Financial Market Applications of LLMs

大语言模型在金融市场的应用

The AI revolution drove frenzied investment in both private and public companies and captured the public’s imagination in 2023. Transformational consumer products like ChatGPT are powered by Large Language Models (LLMs) that excel at modeling sequences of tokens that represent words or parts of words [2]. Amazingly, structural understanding emerges from learning next-token prediction, and agents are able to complete tasks such as translation, question answering and generating human-like prose from simple user prompts.

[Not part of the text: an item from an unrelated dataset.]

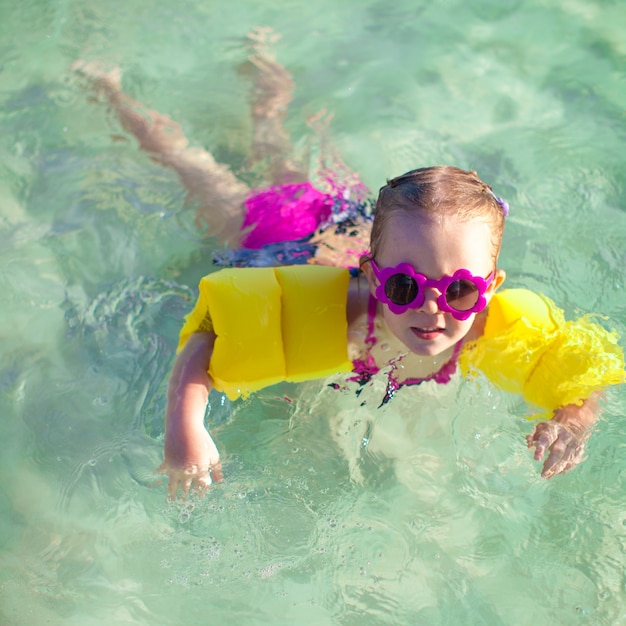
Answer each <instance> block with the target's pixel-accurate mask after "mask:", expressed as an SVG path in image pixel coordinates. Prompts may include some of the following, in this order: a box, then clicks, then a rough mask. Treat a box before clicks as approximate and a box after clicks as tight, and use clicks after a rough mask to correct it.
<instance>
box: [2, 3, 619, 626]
mask: <svg viewBox="0 0 626 626" xmlns="http://www.w3.org/2000/svg"><path fill="white" fill-rule="evenodd" d="M0 7H1V8H0V16H1V19H0V33H1V35H2V37H1V39H0V41H2V45H1V46H0V99H1V108H0V130H1V132H0V153H1V155H2V158H1V159H0V192H1V193H0V197H1V198H2V200H1V201H0V240H1V245H0V260H1V264H2V272H1V273H0V289H1V292H2V294H3V298H2V306H1V307H0V322H1V324H0V328H1V329H2V330H1V334H0V350H1V354H2V360H1V365H0V389H1V391H2V394H1V396H0V403H1V413H0V415H1V419H0V441H2V443H3V449H2V455H1V457H0V472H1V474H0V475H1V482H0V622H2V623H3V624H7V625H18V624H19V625H21V624H64V625H65V624H77V625H78V624H80V625H81V626H91V625H97V624H107V625H109V624H141V625H150V626H152V625H168V626H169V625H186V624H205V623H206V624H208V623H215V622H220V621H221V622H224V621H228V623H233V624H267V623H271V624H341V625H346V626H347V625H351V624H357V623H358V624H372V625H377V624H419V625H422V624H423V625H429V626H430V625H444V624H446V625H447V624H454V625H457V624H480V625H482V624H484V625H487V626H491V625H498V626H499V625H512V626H513V625H514V626H523V625H525V624H529V625H530V624H533V625H543V624H546V625H547V624H550V625H552V624H568V625H569V624H593V625H594V626H595V625H608V624H611V625H613V624H626V590H625V587H626V575H625V565H626V554H625V552H626V506H625V505H626V500H625V496H624V493H625V488H626V460H625V458H626V456H625V455H624V452H625V450H626V444H625V443H624V441H625V439H624V432H625V427H626V423H625V420H624V411H625V407H626V395H625V392H624V389H623V388H618V389H613V390H611V391H610V392H609V394H608V398H607V403H606V411H605V413H604V415H603V418H602V421H601V423H600V424H599V426H598V428H597V432H596V433H595V434H594V436H593V438H592V440H591V441H590V443H589V445H588V459H587V460H586V461H585V462H584V463H583V464H582V465H581V466H580V467H579V468H577V469H576V470H575V471H574V472H572V473H570V474H568V475H566V476H563V477H557V478H555V479H554V480H552V481H551V482H546V481H544V480H542V479H541V478H540V477H539V468H538V466H537V464H536V463H534V462H533V461H532V459H531V458H530V454H529V453H528V451H527V450H526V448H525V444H524V434H525V433H527V432H529V429H530V423H529V422H528V421H527V420H526V419H525V415H526V409H527V407H525V406H524V405H523V404H522V403H521V402H519V401H518V399H516V398H510V397H507V396H506V395H502V394H498V393H496V392H494V391H493V390H492V389H490V388H489V387H488V386H485V385H481V384H477V383H469V382H464V381H459V380H457V381H455V382H454V383H452V384H451V385H449V386H446V387H441V388H438V387H436V386H429V385H424V386H422V387H421V388H419V389H409V390H404V391H406V393H404V391H403V392H402V393H400V394H399V395H398V397H397V398H396V399H395V400H394V402H392V403H391V404H390V405H388V407H386V408H385V409H384V410H381V411H377V410H376V409H374V407H375V406H376V400H377V399H379V398H380V388H375V389H372V390H368V391H367V392H366V394H365V396H362V397H361V398H359V401H356V400H355V398H354V397H352V396H349V395H343V394H340V393H336V392H333V391H332V390H330V389H329V388H327V387H325V386H324V385H322V384H319V383H311V384H306V385H303V386H301V387H295V386H287V385H286V386H281V387H278V388H273V389H269V390H266V391H264V392H262V393H260V394H259V395H258V396H257V397H256V398H254V399H252V400H249V401H246V402H243V403H240V404H237V405H234V406H229V405H228V404H222V403H221V401H220V400H221V399H220V397H219V395H216V396H215V397H213V398H212V412H211V417H210V420H211V422H212V423H213V432H214V433H215V436H216V439H217V441H218V445H219V447H220V449H221V450H222V452H223V454H224V466H225V467H224V469H225V475H226V480H225V482H224V483H223V484H221V485H219V486H216V487H215V488H213V489H212V490H211V491H210V493H209V494H208V495H207V496H206V497H205V498H204V499H202V500H199V499H195V498H192V499H191V500H189V501H187V502H176V503H168V502H167V501H166V497H165V496H166V491H165V487H164V485H162V484H161V485H160V484H158V478H157V477H156V476H155V475H154V473H153V470H154V468H155V467H157V466H158V464H159V463H160V461H161V449H162V434H163V424H162V418H163V410H164V392H165V385H166V380H167V376H168V372H169V368H170V366H171V363H172V358H173V351H174V348H175V343H176V335H177V330H178V327H179V325H180V321H181V318H182V316H183V315H184V314H185V312H186V311H187V310H188V309H189V307H190V306H191V301H192V300H193V293H194V289H195V285H196V284H197V280H198V278H199V277H200V276H201V275H202V274H203V273H204V272H206V271H207V269H208V268H209V267H210V258H211V253H212V251H213V249H214V242H212V241H211V240H210V238H209V239H207V238H203V237H202V236H201V234H200V233H199V232H198V231H197V229H196V228H195V227H194V224H193V217H194V216H193V207H190V206H188V205H186V203H185V194H184V191H183V190H182V188H181V186H180V184H179V182H178V180H177V178H176V176H175V175H174V174H173V173H171V172H168V171H164V170H162V169H161V168H160V167H159V166H158V165H157V164H155V163H153V162H152V161H150V159H149V158H148V157H147V156H146V155H144V154H142V153H140V152H139V151H138V150H137V147H136V144H135V143H134V141H133V140H132V139H130V138H129V137H127V136H125V135H124V133H123V132H122V131H121V130H120V128H119V126H118V125H117V123H116V120H115V119H114V117H113V116H112V115H111V114H110V113H109V112H107V110H106V107H105V106H103V105H102V104H97V103H94V102H92V101H91V99H90V97H89V92H88V90H86V89H85V86H84V84H81V81H79V80H77V79H76V78H75V77H73V76H72V74H71V72H70V71H69V67H70V65H71V63H72V62H73V61H75V60H76V59H87V60H99V61H103V62H108V63H112V64H118V65H119V66H120V67H121V68H122V69H123V72H124V87H125V89H126V90H127V91H128V92H129V93H130V94H132V95H133V96H134V97H135V98H137V99H139V100H141V101H143V102H145V103H147V104H148V105H149V106H151V107H153V108H156V109H158V110H160V111H163V112H167V113H169V114H170V115H171V116H172V117H173V118H174V119H176V120H178V121H179V122H180V123H181V124H182V126H183V128H184V130H185V132H186V134H187V136H188V137H190V139H191V140H192V143H193V144H195V145H198V146H204V147H207V148H208V149H210V150H211V151H212V152H213V153H214V154H215V155H216V156H217V157H218V158H219V159H220V160H222V161H225V162H227V163H229V164H231V165H232V166H233V167H234V168H235V169H237V168H240V167H242V166H243V164H244V162H245V160H246V157H247V150H248V145H249V141H250V120H249V115H248V109H247V101H246V98H247V93H248V91H247V90H248V85H247V84H246V82H245V80H244V79H243V78H242V77H241V76H239V75H238V74H237V73H236V72H235V71H234V66H235V65H236V64H237V63H239V62H240V61H241V60H242V58H243V51H242V48H241V38H242V37H243V36H244V35H245V34H246V32H248V31H249V30H250V29H251V28H252V27H253V26H256V25H268V26H271V27H272V28H273V29H274V30H275V31H277V32H280V33H282V35H283V37H282V39H281V40H280V42H278V44H277V45H276V54H277V56H278V58H279V59H280V61H281V62H282V63H284V64H285V65H286V66H287V67H288V68H289V70H290V71H291V72H292V73H293V75H294V78H295V81H296V85H297V88H296V92H295V99H294V102H293V103H292V105H291V108H290V117H289V123H288V126H289V130H290V132H291V134H292V139H293V140H294V141H295V142H296V143H302V142H304V141H305V138H306V134H307V128H306V124H305V120H306V117H307V116H308V115H310V114H312V113H314V112H316V111H318V110H320V109H322V108H327V109H328V110H329V111H330V112H333V113H334V118H333V122H332V125H331V135H332V138H333V141H334V143H335V145H336V146H337V148H338V149H339V151H340V153H341V154H342V156H343V158H344V160H345V161H346V162H347V163H348V165H349V166H350V167H352V168H353V169H354V170H356V171H358V172H359V173H360V174H361V175H362V177H363V179H364V181H365V183H366V184H367V185H368V186H369V187H370V188H371V189H377V188H378V187H379V186H380V185H381V184H382V182H384V179H385V177H387V176H392V175H396V174H399V173H402V172H404V171H405V170H407V169H410V168H413V167H418V166H424V165H431V164H435V163H450V164H454V165H458V166H461V167H466V168H474V169H477V170H478V172H479V173H480V175H481V176H482V177H483V179H485V180H487V181H489V182H491V183H492V184H493V186H494V189H495V190H496V192H497V193H498V194H499V195H502V196H504V197H505V198H507V200H508V201H509V202H510V204H511V207H512V215H511V217H510V219H509V222H508V225H507V231H506V235H505V248H504V251H503V253H502V256H501V263H502V266H503V267H504V268H505V269H506V270H507V272H508V276H509V278H508V280H509V284H510V285H511V286H526V287H530V288H532V289H536V290H540V291H543V292H544V293H546V294H548V295H549V296H551V297H552V298H554V299H555V300H557V302H559V304H560V305H561V306H563V307H564V309H565V311H566V314H567V315H568V316H576V315H579V314H582V313H586V312H600V313H602V314H603V315H606V316H607V317H608V318H610V323H611V325H612V326H614V327H616V328H617V329H618V330H620V332H621V333H622V335H623V334H624V325H625V322H626V316H625V307H626V298H625V297H624V274H623V272H624V269H623V268H624V265H625V261H626V253H625V250H626V245H625V243H626V214H625V208H626V191H625V186H626V166H625V165H624V150H625V147H626V142H625V138H626V131H625V128H624V120H625V110H626V109H625V107H626V74H625V72H624V68H625V67H626V43H625V39H624V30H625V28H626V6H625V5H624V3H623V2H618V1H615V2H611V1H603V2H601V1H599V0H596V1H595V2H592V1H589V0H587V1H585V0H563V1H561V2H549V1H548V0H544V1H538V0H531V1H529V2H524V3H522V2H520V1H516V0H498V1H495V0H494V1H488V0H470V1H468V2H461V1H459V0H444V1H442V2H438V3H432V2H428V3H427V2H411V1H409V0H397V1H396V2H394V3H389V2H380V1H373V0H364V1H361V2H356V1H354V0H352V1H350V2H348V1H346V2H341V3H340V2H336V1H334V2H330V1H329V0H307V1H304V0H293V1H287V0H285V1H283V2H280V3H269V2H255V1H254V0H229V1H228V2H226V1H224V0H214V1H211V2H202V3H200V2H191V1H182V2H176V3H175V2H170V1H167V0H166V1H160V2H156V1H155V0H145V1H144V2H141V3H138V2H135V3H128V2H119V1H115V0H114V1H109V2H93V1H92V0H81V1H80V2H79V1H73V0H66V1H64V2H63V1H60V0H59V1H58V2H42V1H40V2H30V1H28V0H27V1H25V2H23V3H21V4H18V3H12V4H10V3H8V2H2V4H1V5H0ZM370 396H371V397H370ZM285 397H288V398H289V399H290V400H291V402H286V401H285ZM362 401H365V402H366V403H365V405H364V406H361V403H362ZM364 436H368V437H369V439H370V444H369V446H368V447H367V448H365V449H363V448H362V447H361V441H362V439H363V437H364Z"/></svg>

2023年，人工智能革命推动了对私营和上市公司的疯狂投资，并激发了公众的想象力。像ChatGPT这样具有变革性的消费产品，其核心动力来自于大语言模型（LLMs），这些模型擅长对代表单词或词组的标记序列进行建模[2]。令人惊叹的是，通过学习“预测下一个标记”，模型能够产生结构性的理解，并能根据简单的用户提示完成翻译、问答和生成类人文本等任务。

Not surprisingly, quantitative traders have asked: can we turn these models into the next price or trade prediction [1,9,10]? That is, rather than modeling sequences of words, can we model sequences of prices or trades. This turns out to be an interesting line of inquiry that reveals much about both generative AI and financial time series modeling. Be warned this will get wonky.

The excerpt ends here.